Let’s not kid ourselves. Even when the change is done organically, it carries a cost which impacts the bottom line and takes time for the market to warm up to it. Dr Magness, a professor in the school of Business Management of Ryerson University, asks, “Has the environmental movement created new costs for the corporate sector? The answer is clear; yes, it has. Have proponents of social responsibility accounted in general, or environmental accounting in particular, convinced companies to pursue social objectives without concerns for their economic responsibility? No. Any social benefit obtained without regard for corporate economic responsibility would be short-lived.” That’s the bottom line too.
However, according to the World Economic Forum report 2010, this loss of biodiversity and degradation of ecosystems has dramatic consequences for business:
• In 2007 the collapse of bee colonies was calculated to have cost US producers $15bn.

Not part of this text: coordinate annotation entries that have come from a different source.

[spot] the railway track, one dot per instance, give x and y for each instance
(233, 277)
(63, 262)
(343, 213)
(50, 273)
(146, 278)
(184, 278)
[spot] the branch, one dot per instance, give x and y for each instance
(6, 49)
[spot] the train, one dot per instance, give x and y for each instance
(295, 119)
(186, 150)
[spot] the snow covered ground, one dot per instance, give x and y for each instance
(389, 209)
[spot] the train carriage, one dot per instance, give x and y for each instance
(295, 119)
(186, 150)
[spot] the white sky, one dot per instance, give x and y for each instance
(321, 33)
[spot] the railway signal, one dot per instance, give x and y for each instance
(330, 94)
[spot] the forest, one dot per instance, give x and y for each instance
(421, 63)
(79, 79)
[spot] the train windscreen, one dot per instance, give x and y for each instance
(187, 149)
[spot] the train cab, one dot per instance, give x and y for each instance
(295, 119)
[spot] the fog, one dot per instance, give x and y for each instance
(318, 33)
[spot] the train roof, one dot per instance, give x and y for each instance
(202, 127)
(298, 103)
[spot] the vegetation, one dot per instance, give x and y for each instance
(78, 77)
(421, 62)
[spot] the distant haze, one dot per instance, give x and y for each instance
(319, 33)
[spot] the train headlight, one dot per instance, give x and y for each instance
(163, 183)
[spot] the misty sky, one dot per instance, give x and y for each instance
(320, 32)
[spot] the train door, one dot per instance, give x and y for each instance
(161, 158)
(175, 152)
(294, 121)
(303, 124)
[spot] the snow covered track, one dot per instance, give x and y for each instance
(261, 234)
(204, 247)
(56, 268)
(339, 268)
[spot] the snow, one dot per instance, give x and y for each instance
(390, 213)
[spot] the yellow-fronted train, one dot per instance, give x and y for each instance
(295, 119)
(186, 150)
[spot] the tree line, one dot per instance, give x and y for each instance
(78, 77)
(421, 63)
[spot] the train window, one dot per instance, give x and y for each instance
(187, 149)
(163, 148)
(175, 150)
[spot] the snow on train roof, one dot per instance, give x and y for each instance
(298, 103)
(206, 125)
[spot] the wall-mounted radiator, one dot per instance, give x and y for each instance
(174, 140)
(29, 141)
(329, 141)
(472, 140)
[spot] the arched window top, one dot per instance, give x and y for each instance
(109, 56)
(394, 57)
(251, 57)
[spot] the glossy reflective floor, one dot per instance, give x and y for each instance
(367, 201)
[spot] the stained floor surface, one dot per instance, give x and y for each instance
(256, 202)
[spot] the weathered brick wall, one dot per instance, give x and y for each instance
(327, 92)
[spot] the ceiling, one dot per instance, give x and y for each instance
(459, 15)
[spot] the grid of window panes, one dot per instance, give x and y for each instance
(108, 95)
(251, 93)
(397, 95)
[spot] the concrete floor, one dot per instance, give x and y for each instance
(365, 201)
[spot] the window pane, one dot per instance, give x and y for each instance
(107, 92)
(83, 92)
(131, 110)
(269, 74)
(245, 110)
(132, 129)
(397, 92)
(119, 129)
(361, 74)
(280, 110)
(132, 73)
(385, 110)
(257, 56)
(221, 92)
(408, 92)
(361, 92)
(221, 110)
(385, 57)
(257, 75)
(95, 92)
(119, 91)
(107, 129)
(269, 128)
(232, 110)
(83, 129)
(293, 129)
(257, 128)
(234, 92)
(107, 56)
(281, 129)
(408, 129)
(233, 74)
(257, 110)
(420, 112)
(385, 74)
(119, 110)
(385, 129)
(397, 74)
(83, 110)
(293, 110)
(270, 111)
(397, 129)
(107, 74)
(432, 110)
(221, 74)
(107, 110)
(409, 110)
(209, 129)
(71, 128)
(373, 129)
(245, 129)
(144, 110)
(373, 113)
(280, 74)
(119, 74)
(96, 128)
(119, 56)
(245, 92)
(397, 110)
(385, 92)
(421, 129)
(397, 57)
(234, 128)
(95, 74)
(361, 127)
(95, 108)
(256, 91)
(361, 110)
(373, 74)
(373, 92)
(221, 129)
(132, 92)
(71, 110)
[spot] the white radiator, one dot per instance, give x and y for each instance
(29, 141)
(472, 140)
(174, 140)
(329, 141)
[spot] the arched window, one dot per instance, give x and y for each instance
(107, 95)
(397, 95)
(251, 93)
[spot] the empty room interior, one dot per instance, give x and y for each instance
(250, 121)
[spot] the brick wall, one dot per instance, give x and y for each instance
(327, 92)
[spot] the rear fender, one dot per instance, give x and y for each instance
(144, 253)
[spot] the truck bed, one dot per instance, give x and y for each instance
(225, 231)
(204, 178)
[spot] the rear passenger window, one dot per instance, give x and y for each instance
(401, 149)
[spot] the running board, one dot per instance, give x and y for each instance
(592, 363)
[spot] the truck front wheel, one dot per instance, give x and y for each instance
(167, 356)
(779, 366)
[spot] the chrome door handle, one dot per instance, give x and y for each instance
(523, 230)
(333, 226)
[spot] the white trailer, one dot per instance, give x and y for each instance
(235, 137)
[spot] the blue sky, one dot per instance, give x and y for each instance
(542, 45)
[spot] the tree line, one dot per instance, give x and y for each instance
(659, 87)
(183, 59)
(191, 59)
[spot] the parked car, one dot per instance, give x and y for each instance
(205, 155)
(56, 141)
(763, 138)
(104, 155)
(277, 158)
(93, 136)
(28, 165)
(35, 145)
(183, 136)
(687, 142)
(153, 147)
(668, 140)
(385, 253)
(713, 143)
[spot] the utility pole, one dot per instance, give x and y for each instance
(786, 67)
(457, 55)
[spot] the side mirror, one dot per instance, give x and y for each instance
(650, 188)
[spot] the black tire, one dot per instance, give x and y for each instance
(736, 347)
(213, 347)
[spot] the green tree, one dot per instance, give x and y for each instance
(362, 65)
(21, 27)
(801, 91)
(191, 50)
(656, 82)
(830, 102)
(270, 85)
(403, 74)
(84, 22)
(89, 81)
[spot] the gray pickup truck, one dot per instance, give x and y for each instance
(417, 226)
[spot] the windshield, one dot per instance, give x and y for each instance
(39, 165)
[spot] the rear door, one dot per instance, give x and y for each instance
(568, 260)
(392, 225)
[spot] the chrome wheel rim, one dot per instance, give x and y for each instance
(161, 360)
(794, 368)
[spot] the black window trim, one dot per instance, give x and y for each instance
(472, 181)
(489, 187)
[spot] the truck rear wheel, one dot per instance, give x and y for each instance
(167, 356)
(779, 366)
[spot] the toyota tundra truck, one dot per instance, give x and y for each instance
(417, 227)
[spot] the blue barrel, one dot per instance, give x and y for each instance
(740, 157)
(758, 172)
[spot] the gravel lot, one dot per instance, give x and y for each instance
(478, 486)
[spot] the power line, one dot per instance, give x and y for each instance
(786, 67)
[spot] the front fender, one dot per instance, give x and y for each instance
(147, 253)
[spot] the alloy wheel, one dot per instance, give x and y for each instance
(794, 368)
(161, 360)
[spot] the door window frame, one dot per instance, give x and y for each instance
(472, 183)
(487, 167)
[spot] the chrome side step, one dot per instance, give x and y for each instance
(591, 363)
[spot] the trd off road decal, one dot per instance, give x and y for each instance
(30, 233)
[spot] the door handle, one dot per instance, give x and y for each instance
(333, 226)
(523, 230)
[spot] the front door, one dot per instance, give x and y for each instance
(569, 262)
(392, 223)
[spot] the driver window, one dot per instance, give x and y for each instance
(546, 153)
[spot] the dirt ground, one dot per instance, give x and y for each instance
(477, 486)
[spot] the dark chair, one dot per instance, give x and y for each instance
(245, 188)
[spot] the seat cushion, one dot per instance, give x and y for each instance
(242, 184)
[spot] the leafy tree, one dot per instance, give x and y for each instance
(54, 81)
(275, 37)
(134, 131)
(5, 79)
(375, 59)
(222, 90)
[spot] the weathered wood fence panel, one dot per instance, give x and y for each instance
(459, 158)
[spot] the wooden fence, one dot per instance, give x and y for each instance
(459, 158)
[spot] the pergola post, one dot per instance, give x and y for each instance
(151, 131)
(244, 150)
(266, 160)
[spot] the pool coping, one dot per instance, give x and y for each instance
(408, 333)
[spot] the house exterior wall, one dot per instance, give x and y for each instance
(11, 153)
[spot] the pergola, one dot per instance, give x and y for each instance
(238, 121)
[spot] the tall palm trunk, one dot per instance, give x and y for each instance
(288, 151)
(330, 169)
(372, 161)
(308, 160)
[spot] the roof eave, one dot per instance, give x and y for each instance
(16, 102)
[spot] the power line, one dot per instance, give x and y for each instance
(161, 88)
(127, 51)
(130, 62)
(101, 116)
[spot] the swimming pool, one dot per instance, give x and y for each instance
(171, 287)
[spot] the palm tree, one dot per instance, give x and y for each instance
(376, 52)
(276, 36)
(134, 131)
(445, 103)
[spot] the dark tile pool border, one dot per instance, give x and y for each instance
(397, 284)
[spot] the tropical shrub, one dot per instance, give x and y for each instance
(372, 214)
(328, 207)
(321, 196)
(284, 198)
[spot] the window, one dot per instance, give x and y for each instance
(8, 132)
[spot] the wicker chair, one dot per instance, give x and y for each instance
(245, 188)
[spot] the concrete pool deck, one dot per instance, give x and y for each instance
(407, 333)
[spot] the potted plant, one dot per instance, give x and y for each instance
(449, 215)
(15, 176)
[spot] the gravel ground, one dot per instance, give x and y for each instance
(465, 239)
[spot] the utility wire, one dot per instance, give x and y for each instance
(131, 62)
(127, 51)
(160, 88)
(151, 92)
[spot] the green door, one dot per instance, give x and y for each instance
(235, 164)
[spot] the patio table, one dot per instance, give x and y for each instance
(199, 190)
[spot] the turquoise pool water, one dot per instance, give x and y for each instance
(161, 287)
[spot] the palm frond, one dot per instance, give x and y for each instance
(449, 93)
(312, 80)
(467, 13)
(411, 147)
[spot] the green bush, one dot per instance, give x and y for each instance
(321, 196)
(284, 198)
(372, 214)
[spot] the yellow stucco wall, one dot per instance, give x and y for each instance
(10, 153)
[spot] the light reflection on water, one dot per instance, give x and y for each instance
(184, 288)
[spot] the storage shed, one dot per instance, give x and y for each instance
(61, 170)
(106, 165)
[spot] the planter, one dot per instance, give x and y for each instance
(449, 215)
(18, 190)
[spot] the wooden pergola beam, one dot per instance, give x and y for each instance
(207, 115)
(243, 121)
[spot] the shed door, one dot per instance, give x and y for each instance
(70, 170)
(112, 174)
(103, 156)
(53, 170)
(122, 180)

• The economic cost of soil erosion in Europe is estimated at
€53 per hectare per year.
• Annual economic losses caused by introduced agricultural
pests in the US, UK, Australia, South Africa, India and
Brazil exceed US$100 billion.
Perhaps the jury is still out on the economic effects of the Green Movement on business, but what is certain is that the dialogue is in progress – the silence is broken. For instance, no longer can the – US$7.2 billion a year industry – Atlantic bluefin tuna be harvested for sushi and sashimi by Japanese fishermen and others without vigorous debate on the consequences. Gone are the days when businesses traded in ivory at approximately US $55 million per year with no questions asked, as it relates to wildlife protection.
In an article entitled ‘Save the Caribbean’s standing: Sink the yen for whales’, by Sir Ronald Sanders, he warns the Caribbean Governments thus:
“more importantly, the Caribbean sells itself to the global tourism market as environmentally friendly and protective of the natural wildlife – an assault on this latter reputation by tourist groups, who are increasingly demanding higher standards, could damage the region’s already fragile tourism industry.”

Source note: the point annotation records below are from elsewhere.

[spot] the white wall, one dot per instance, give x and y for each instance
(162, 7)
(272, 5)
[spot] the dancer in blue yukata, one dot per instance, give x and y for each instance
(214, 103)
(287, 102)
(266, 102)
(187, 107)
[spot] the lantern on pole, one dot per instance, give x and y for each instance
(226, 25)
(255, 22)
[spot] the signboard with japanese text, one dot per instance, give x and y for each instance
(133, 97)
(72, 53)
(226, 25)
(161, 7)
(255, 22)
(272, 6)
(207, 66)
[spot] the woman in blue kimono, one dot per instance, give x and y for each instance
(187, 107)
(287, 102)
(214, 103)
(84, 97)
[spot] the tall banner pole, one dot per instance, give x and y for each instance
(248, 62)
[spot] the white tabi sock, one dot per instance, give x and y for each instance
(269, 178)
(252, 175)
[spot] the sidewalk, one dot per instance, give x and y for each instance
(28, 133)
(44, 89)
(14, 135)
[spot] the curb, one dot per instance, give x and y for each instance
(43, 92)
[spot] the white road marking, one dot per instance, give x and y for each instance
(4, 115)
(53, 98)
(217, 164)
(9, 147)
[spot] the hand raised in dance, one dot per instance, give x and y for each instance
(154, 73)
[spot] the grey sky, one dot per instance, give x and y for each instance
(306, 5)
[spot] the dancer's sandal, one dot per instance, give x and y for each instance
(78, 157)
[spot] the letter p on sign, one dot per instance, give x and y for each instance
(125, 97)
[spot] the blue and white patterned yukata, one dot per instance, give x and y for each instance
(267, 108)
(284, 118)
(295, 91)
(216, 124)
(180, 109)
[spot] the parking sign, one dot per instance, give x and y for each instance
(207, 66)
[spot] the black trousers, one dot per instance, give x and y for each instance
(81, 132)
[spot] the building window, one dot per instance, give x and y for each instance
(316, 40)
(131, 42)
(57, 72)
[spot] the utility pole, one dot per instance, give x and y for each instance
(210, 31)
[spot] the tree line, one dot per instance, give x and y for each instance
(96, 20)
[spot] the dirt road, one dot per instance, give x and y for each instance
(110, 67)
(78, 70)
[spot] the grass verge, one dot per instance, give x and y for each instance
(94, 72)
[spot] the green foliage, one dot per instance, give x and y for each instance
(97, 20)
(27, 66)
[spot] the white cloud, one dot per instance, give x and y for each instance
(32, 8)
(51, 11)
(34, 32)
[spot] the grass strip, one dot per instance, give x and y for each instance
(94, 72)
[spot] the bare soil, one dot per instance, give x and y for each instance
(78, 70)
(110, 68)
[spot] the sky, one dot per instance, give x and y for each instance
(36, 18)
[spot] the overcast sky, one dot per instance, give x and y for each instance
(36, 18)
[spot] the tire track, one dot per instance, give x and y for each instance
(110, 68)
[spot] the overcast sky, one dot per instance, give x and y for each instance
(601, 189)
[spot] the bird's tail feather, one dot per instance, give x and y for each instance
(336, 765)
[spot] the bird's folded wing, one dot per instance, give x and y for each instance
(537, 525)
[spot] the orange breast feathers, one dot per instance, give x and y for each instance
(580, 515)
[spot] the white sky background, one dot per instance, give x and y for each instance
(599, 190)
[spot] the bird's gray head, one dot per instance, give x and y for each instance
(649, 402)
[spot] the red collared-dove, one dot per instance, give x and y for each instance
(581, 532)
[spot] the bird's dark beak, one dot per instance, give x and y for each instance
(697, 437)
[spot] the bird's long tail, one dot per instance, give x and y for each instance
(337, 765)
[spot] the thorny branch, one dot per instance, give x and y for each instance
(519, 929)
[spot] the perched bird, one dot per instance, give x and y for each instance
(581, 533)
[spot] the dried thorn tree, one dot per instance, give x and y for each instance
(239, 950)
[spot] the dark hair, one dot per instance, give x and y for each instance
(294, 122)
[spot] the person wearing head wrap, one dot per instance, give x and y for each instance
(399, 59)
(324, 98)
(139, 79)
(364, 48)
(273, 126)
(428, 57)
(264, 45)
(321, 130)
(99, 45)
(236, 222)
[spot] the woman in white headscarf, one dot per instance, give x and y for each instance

(The Weekend VOICE Newspaper, May 1st, 2010)
The bottom line is, it is evident that the Green Movement has changed to some degree the way business people conduct their affairs, although, in most cases, the consumer is asked to stomach the environment levy. However, consider the following:
• Less than three decades ago, ‘sustainability’ was not in our local vocabulary nor in the national consciousness; today, supermarkets are offering green shopping bags in place of plastic bags.
• Although leaded gas was a cheaper product than unleaded in 1998 (EC$6.33 vs. EC$6.73), today it’s a commodity of the past.
• Special quarantine and quality control boards monitor pesticides and herbicides.
• Our wildlife and natural products such as parrots, coral, beach sand, turtles, iguanas and so on can’t be bought or sold, except through the back door.
• Eco-tourism is now central to the tourism business; in fact, it adds dollar value to the tourism product as biodiversity “hot spots”. The economic valuation of coral reefs direct impacts in St. Lucia for 2006 was 11% (US$91.6 million) of GDP.
• The Environmental Levy Act of 2002 was introduced to deal with solid waste disposal.
Greening the face of the business world is taking time, while sustainability is slowly weaving its way into the business cultural fabric because of the biological interdependence that binds all. Although the tension between sustainable exploitation and over-exploitation remains, there is a shift in the business web towards eco-efficiency in business in general and in the tourism industry in particular.